Oil rose above $105 a barrel on Monday as concern about tight supply arising from Russia’s invasion of Ukraine and the lack of an Iranian nuclear deal persisted despite countries releasing oil from strategic reserves.
The invasion of Ukraine in February sharply ramped up supply worries that were already underpinning oil prices. Sanctions imposed on Russia and buyers’ avoidance of Russian oil have raised fears of larger supply losses from this month.
Brent crude was up 63 cents, or 0.6 per cent, to $105.02 a barrel by 0805 GMT. U.S. West Texas Intermediate crude gained $1.08, or 1.1 per cent, to $100.35. Both contracts slipped $1 when markets opened on Monday.

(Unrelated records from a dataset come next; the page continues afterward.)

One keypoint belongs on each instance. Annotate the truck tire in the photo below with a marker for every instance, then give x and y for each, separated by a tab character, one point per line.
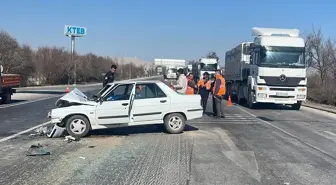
250	103
6	98
296	106
174	123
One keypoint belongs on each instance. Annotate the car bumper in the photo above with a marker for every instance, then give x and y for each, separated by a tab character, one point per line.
280	95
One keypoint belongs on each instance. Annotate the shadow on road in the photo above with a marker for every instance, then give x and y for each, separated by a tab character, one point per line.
41	92
12	102
126	131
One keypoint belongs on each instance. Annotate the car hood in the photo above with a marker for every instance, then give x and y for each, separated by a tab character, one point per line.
76	96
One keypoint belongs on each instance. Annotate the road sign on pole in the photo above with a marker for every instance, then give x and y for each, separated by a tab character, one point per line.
74	31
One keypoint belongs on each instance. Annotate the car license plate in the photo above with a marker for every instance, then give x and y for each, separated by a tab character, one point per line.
282	94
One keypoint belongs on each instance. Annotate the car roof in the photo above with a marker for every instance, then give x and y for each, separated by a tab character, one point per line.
136	81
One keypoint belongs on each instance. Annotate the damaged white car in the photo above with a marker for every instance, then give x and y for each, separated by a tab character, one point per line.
126	104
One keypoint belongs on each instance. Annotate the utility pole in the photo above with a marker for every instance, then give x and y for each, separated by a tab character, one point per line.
72	58
74	31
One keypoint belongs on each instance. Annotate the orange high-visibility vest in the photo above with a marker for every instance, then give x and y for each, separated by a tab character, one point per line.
201	84
189	90
222	88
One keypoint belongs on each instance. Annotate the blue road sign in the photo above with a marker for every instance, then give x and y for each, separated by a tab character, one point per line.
74	31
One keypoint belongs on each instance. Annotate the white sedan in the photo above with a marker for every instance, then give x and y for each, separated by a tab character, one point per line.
126	104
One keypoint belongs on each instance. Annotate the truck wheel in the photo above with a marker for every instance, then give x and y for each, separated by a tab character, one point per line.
78	126
296	106
174	123
250	103
6	98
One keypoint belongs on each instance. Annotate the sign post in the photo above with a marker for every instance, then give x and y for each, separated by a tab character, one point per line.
73	32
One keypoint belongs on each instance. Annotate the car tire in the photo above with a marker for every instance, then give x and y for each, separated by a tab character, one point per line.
174	123
6	98
82	124
296	106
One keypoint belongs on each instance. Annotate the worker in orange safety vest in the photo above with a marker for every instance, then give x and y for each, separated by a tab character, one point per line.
218	92
204	86
191	87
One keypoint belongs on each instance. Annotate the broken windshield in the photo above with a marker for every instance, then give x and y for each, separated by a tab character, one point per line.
282	56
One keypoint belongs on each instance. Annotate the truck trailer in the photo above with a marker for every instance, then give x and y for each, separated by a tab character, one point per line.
8	82
272	69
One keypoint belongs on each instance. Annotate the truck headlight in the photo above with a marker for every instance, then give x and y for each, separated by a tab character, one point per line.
300	96
262	95
262	88
301	89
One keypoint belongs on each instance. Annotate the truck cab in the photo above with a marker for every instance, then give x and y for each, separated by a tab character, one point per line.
275	71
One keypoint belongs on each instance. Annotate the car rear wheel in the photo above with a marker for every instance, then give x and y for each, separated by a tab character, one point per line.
6	98
174	123
78	126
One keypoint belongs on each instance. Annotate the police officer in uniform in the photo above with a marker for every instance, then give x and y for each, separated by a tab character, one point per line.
109	76
204	86
218	93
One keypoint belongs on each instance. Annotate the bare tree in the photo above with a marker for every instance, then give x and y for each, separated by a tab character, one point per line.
320	53
9	53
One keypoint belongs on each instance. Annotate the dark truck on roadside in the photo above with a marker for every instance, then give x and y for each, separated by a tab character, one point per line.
8	83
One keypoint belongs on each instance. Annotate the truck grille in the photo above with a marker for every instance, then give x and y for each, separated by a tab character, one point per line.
275	81
282	89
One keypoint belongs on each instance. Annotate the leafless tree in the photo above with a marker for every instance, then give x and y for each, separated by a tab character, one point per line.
320	53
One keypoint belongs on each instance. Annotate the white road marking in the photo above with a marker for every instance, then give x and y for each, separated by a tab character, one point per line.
26	102
289	134
23	132
331	133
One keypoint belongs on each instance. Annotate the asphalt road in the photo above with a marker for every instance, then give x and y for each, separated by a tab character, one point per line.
272	145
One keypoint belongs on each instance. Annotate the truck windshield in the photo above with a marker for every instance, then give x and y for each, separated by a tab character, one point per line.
282	56
172	70
208	67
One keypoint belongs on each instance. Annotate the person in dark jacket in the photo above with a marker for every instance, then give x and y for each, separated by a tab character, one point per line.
109	76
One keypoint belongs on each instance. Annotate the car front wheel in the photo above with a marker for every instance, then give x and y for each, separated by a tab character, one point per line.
78	126
174	123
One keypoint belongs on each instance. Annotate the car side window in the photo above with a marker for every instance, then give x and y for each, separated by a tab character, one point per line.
121	92
150	90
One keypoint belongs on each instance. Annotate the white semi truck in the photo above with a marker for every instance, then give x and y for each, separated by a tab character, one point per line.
272	69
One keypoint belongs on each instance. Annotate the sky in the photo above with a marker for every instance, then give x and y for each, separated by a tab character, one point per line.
148	29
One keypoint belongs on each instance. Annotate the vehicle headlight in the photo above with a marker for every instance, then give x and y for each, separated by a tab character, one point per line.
300	96
262	95
262	88
301	89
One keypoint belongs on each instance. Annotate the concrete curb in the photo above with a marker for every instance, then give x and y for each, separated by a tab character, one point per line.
319	108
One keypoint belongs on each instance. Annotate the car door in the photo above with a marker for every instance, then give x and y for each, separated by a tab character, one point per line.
150	103
114	107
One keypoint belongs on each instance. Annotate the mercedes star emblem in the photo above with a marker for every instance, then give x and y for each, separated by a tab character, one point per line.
282	78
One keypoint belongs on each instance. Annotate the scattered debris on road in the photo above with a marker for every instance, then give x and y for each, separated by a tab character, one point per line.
37	150
57	131
41	131
70	139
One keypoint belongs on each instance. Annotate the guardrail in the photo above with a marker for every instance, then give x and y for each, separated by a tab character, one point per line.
319	108
83	85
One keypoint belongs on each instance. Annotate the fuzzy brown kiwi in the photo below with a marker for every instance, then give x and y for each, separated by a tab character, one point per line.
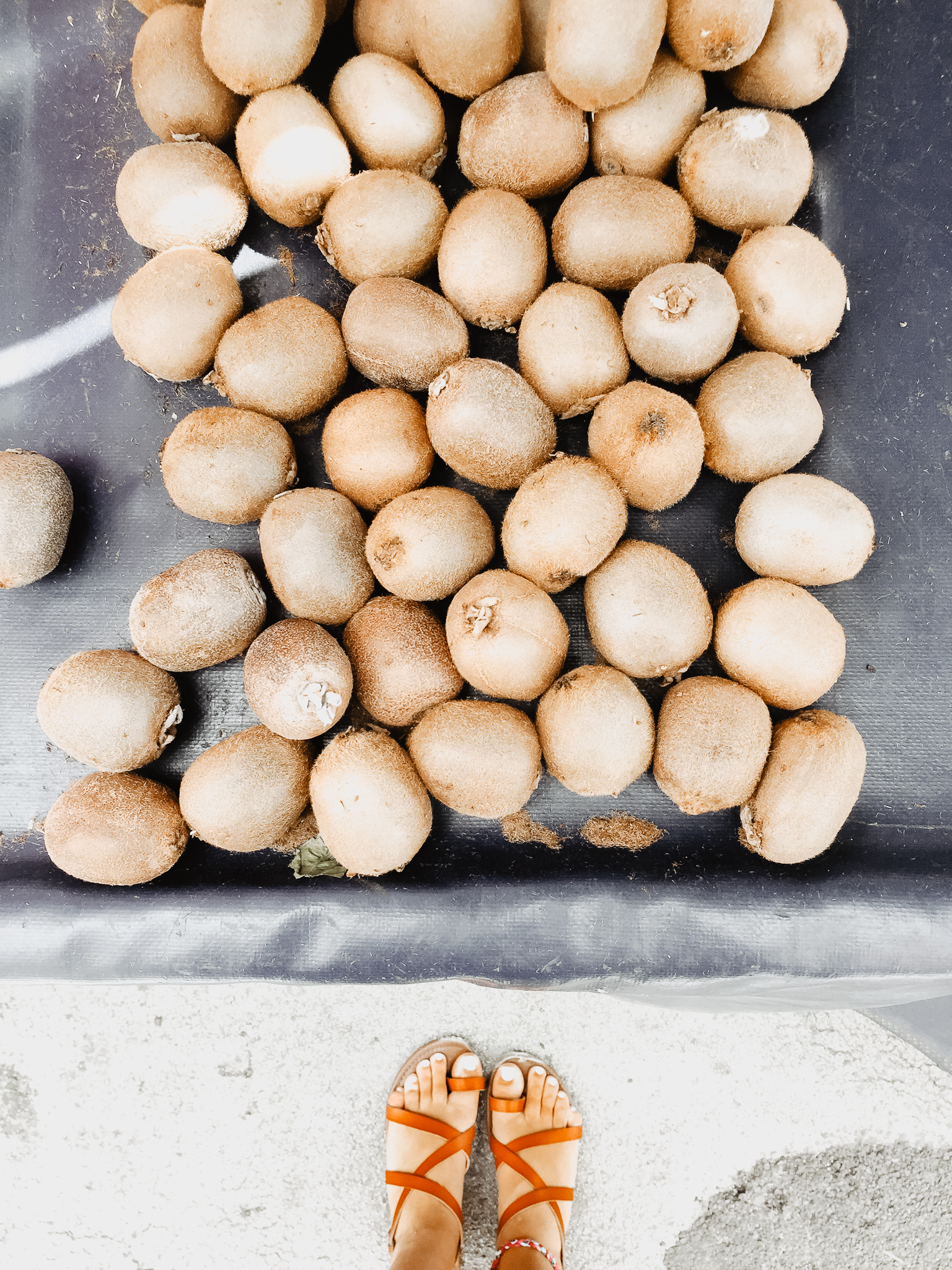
371	806
781	642
298	678
247	791
597	730
402	660
110	709
712	742
37	499
478	757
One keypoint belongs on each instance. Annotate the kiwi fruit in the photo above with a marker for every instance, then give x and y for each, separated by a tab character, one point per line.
37	499
799	58
226	465
391	116
601	55
284	360
430	543
298	678
612	231
712	742
259	45
203	610
597	730
110	709
493	258
716	35
641	136
746	169
646	610
478	757
402	660
371	806
781	642
312	545
791	290
247	791
291	154
182	196
523	138
177	93
759	417
805	530
563	521
115	830
382	224
376	446
170	315
651	443
506	636
488	424
571	350
465	48
681	322
400	334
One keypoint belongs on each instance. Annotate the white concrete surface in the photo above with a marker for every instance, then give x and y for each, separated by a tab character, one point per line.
203	1127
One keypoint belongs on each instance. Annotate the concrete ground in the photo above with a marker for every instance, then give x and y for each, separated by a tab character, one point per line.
201	1127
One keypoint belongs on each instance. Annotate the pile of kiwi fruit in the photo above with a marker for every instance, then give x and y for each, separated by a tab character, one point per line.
415	660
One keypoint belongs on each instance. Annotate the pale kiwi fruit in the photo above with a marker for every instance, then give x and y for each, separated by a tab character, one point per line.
177	93
712	742
805	530
597	730
247	791
612	231
781	642
641	136
599	55
506	636
402	660
651	443
286	360
746	169
116	830
298	678
110	709
681	322
488	424
291	154
372	809
37	500
478	757
402	334
799	58
427	544
523	138
376	446
563	521
170	315
382	224
646	610
791	290
390	115
182	196
571	350
226	465
716	35
493	257
810	785
312	545
259	45
759	417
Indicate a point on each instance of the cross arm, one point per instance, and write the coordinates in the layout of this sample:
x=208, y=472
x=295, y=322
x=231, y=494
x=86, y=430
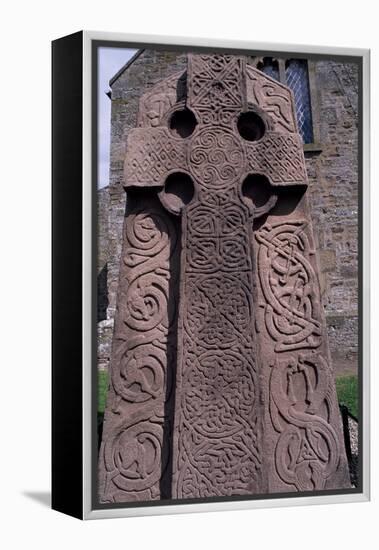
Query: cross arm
x=152, y=154
x=278, y=156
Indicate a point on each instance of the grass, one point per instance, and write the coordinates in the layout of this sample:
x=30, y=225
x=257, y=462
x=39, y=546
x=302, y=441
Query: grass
x=102, y=388
x=347, y=391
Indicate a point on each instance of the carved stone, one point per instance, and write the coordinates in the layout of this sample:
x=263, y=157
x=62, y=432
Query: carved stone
x=221, y=381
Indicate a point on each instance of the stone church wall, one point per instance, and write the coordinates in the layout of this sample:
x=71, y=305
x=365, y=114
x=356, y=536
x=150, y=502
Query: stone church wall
x=332, y=167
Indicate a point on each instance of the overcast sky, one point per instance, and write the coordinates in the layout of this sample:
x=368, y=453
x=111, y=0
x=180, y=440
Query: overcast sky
x=110, y=61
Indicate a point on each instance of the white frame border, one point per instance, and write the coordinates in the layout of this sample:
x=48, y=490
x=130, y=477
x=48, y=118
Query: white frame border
x=88, y=512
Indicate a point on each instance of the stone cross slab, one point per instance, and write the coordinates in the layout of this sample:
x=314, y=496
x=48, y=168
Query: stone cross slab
x=219, y=160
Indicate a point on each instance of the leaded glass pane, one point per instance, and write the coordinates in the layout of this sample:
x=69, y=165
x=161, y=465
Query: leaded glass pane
x=270, y=68
x=297, y=80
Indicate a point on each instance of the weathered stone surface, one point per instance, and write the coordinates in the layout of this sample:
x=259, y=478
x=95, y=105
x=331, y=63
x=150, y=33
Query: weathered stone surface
x=332, y=178
x=232, y=392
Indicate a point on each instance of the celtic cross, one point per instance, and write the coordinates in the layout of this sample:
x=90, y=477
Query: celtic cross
x=219, y=157
x=217, y=411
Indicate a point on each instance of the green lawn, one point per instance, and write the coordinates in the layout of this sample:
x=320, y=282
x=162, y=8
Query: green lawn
x=347, y=391
x=102, y=388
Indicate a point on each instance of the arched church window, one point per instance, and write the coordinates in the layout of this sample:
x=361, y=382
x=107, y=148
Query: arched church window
x=297, y=79
x=294, y=73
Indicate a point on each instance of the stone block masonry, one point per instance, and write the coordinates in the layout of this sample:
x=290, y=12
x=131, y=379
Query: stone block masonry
x=332, y=169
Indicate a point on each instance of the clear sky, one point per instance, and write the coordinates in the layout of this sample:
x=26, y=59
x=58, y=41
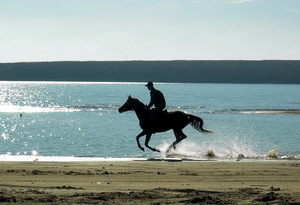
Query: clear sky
x=82, y=30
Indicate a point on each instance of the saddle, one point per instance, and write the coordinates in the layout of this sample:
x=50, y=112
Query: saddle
x=155, y=114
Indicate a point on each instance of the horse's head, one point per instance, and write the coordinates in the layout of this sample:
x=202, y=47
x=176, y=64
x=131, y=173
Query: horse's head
x=130, y=104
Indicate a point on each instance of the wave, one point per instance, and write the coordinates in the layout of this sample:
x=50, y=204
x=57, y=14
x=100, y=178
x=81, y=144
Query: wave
x=255, y=111
x=9, y=108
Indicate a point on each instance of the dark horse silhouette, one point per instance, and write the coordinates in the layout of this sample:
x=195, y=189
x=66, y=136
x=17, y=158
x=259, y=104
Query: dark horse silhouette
x=165, y=121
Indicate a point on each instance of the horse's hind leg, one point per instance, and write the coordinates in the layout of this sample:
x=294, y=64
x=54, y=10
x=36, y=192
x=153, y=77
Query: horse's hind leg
x=179, y=137
x=148, y=137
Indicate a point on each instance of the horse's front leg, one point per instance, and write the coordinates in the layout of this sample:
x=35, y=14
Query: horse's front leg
x=138, y=140
x=148, y=137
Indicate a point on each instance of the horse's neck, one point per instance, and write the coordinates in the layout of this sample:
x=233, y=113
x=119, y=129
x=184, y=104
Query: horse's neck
x=141, y=111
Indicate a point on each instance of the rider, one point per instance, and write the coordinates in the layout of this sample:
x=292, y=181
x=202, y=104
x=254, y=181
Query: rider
x=157, y=99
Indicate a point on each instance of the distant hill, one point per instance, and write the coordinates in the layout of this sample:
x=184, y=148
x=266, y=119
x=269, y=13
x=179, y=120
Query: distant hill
x=268, y=71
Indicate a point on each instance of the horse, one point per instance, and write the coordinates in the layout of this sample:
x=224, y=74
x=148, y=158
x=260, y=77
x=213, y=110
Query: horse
x=175, y=120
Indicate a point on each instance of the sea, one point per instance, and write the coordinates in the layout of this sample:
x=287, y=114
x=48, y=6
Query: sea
x=79, y=121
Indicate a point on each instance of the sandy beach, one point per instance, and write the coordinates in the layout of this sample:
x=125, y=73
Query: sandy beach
x=150, y=182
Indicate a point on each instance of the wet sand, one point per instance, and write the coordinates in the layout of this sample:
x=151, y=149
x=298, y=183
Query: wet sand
x=150, y=182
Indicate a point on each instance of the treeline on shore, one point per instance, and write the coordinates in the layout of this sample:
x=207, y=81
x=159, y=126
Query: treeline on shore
x=266, y=71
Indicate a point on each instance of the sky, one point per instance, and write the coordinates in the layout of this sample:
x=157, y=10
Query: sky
x=110, y=30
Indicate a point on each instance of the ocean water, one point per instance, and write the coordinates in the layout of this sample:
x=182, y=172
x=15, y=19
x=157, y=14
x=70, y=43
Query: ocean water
x=80, y=121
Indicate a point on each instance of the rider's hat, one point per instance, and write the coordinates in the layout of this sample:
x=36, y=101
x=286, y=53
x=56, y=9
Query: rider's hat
x=149, y=84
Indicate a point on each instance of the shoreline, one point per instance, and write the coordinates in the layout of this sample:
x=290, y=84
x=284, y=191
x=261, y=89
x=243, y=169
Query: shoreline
x=150, y=182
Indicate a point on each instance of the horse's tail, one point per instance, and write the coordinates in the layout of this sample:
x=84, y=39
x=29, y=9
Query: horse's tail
x=197, y=123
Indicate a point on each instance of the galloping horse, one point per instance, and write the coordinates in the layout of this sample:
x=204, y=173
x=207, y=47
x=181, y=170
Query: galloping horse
x=175, y=120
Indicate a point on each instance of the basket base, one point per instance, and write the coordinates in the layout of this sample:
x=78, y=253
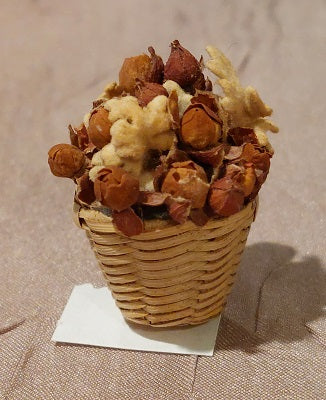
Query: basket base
x=176, y=276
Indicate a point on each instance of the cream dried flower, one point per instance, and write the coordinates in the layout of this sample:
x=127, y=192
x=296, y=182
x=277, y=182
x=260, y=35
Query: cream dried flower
x=244, y=105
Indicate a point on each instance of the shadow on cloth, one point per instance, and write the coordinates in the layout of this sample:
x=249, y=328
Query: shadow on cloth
x=276, y=298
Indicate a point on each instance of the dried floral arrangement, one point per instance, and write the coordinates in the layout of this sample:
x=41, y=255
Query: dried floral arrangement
x=161, y=145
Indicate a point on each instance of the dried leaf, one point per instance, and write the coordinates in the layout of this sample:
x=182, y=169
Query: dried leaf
x=173, y=109
x=98, y=102
x=159, y=175
x=178, y=210
x=128, y=222
x=243, y=104
x=153, y=199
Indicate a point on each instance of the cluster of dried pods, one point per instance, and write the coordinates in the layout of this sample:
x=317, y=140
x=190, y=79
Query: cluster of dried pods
x=211, y=170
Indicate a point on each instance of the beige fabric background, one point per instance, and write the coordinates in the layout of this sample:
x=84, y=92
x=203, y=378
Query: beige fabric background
x=55, y=58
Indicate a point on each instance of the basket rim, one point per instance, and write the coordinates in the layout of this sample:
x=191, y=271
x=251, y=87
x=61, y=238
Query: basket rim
x=84, y=216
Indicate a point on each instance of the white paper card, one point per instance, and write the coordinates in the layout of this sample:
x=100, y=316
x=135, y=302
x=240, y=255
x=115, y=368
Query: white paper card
x=92, y=318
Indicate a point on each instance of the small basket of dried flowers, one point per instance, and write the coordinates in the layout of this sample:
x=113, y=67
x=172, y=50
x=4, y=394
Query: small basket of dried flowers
x=167, y=175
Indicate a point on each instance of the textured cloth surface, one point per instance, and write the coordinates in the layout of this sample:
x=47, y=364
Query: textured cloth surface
x=55, y=59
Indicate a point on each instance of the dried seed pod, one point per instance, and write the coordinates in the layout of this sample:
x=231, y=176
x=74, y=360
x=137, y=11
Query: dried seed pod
x=225, y=197
x=188, y=181
x=200, y=127
x=182, y=67
x=199, y=217
x=116, y=188
x=213, y=156
x=157, y=67
x=179, y=210
x=242, y=135
x=142, y=67
x=66, y=160
x=99, y=127
x=257, y=156
x=147, y=91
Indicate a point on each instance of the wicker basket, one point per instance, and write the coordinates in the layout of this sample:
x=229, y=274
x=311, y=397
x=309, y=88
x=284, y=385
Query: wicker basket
x=174, y=275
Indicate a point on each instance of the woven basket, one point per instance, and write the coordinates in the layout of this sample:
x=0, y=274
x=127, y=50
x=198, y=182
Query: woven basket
x=174, y=275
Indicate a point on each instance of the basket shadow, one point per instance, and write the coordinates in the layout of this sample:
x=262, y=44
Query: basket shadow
x=276, y=298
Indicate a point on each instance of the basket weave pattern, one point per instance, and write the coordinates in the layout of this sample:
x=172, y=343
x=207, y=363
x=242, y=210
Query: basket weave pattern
x=179, y=275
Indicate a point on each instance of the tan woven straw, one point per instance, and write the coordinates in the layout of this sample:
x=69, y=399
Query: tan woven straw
x=174, y=275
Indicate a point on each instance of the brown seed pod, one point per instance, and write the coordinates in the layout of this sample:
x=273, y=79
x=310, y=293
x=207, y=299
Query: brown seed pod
x=199, y=127
x=188, y=181
x=115, y=188
x=142, y=67
x=66, y=160
x=99, y=127
x=182, y=67
x=147, y=91
x=242, y=135
x=85, y=189
x=225, y=197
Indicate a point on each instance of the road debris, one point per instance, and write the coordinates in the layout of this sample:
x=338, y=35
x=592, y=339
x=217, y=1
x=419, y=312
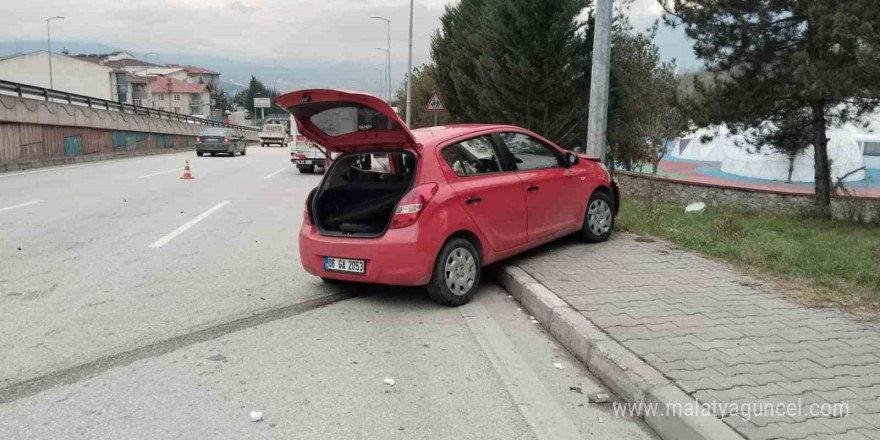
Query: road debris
x=599, y=397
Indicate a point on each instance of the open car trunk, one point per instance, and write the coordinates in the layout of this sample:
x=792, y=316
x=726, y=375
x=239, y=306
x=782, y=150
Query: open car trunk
x=360, y=193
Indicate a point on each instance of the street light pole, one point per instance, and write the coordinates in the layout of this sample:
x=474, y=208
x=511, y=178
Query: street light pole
x=388, y=55
x=597, y=133
x=409, y=73
x=381, y=81
x=49, y=44
x=388, y=82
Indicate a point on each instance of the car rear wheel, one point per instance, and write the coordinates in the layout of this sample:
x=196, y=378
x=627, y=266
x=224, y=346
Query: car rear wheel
x=599, y=219
x=456, y=274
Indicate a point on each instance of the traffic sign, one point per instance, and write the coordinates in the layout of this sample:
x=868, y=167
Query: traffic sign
x=435, y=104
x=262, y=102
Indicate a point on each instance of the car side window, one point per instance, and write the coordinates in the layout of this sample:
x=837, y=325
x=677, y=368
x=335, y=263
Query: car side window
x=472, y=157
x=529, y=153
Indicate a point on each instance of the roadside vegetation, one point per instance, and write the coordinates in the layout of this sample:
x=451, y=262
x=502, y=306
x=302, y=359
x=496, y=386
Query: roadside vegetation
x=825, y=262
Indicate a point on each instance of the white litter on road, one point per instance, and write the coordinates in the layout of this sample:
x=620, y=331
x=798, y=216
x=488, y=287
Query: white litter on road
x=695, y=208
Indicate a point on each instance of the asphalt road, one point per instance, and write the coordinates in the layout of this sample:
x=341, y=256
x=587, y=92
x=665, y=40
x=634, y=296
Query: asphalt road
x=134, y=304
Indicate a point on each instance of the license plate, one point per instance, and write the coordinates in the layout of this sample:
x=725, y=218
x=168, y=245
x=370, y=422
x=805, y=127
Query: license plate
x=344, y=265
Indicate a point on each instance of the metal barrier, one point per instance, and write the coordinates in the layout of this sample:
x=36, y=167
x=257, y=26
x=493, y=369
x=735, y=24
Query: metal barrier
x=50, y=95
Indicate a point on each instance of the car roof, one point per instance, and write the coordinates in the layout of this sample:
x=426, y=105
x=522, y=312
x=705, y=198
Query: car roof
x=433, y=136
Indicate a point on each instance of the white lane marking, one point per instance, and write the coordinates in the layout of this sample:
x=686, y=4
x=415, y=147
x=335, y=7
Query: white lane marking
x=541, y=411
x=274, y=173
x=160, y=172
x=22, y=205
x=173, y=234
x=45, y=170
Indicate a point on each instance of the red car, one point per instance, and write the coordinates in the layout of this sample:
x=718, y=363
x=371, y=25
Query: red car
x=434, y=205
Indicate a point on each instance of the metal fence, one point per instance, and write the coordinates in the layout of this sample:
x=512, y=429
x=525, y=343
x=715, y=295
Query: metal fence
x=50, y=95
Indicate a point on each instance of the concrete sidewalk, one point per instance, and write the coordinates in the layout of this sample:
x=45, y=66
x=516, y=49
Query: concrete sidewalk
x=716, y=335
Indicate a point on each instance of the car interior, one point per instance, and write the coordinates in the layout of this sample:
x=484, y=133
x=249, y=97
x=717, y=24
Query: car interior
x=361, y=191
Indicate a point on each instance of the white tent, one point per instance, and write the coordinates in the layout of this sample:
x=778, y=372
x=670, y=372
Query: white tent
x=843, y=150
x=694, y=148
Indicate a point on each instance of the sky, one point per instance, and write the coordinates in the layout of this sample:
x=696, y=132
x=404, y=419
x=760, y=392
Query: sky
x=287, y=32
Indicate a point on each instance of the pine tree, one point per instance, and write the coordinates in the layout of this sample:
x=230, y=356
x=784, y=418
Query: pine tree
x=517, y=62
x=774, y=58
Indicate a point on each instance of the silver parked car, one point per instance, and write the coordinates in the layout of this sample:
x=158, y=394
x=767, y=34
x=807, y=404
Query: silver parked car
x=220, y=140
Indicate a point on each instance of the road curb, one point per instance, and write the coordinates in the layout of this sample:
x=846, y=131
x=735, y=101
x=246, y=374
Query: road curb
x=621, y=370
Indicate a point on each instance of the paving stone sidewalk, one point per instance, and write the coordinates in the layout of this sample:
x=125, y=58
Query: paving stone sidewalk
x=721, y=336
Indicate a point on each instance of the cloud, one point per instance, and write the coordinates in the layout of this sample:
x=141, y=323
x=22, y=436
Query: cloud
x=289, y=32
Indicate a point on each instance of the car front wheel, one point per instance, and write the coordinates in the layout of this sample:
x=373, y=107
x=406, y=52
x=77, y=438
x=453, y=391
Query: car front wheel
x=456, y=274
x=598, y=220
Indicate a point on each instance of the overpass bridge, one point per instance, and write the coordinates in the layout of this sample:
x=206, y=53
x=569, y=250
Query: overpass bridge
x=44, y=127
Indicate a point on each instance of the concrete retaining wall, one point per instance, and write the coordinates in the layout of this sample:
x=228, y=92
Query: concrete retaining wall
x=33, y=133
x=680, y=192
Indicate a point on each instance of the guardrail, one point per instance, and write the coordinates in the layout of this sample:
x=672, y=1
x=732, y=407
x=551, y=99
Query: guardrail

“Will the release of barrels from strategic reserves fill a shortfall caused by sanctions and buyer aversion to Russian oil? In a word, no,” said Stephen Brennock of oil broker PVM.
Brent dropped by about 13 per cent last week after U.S. President Joe Biden announced a record U.S. oil reserves release and International Energy Agency members committed to further tapping reserves. Crude had hit $139 last month, its highest since 2008.
“This short-term measure to target lower oil prices … doesn’t resolve the long-term problem,” said Naeem Aslam of Avatrade.
Oil also gained support from a pause in talks to revive the Iranian nuclear deal, which would allow a lifting of sanctions on Iranian oil. Iran on Monday blamed the United States for the halt.
Some downward pressure on prices came from a truce in Yemen, which could ease threats to supply in the Middle East.
The United Nations has brokered a two-month truce between a Saudi-led coalition and the Houthi group aligned with Iran for the first time in the seven-year conflict.
Saudi oil facilities have come under attack by the Houthis during the conflict, adding to supply disruption from Russia.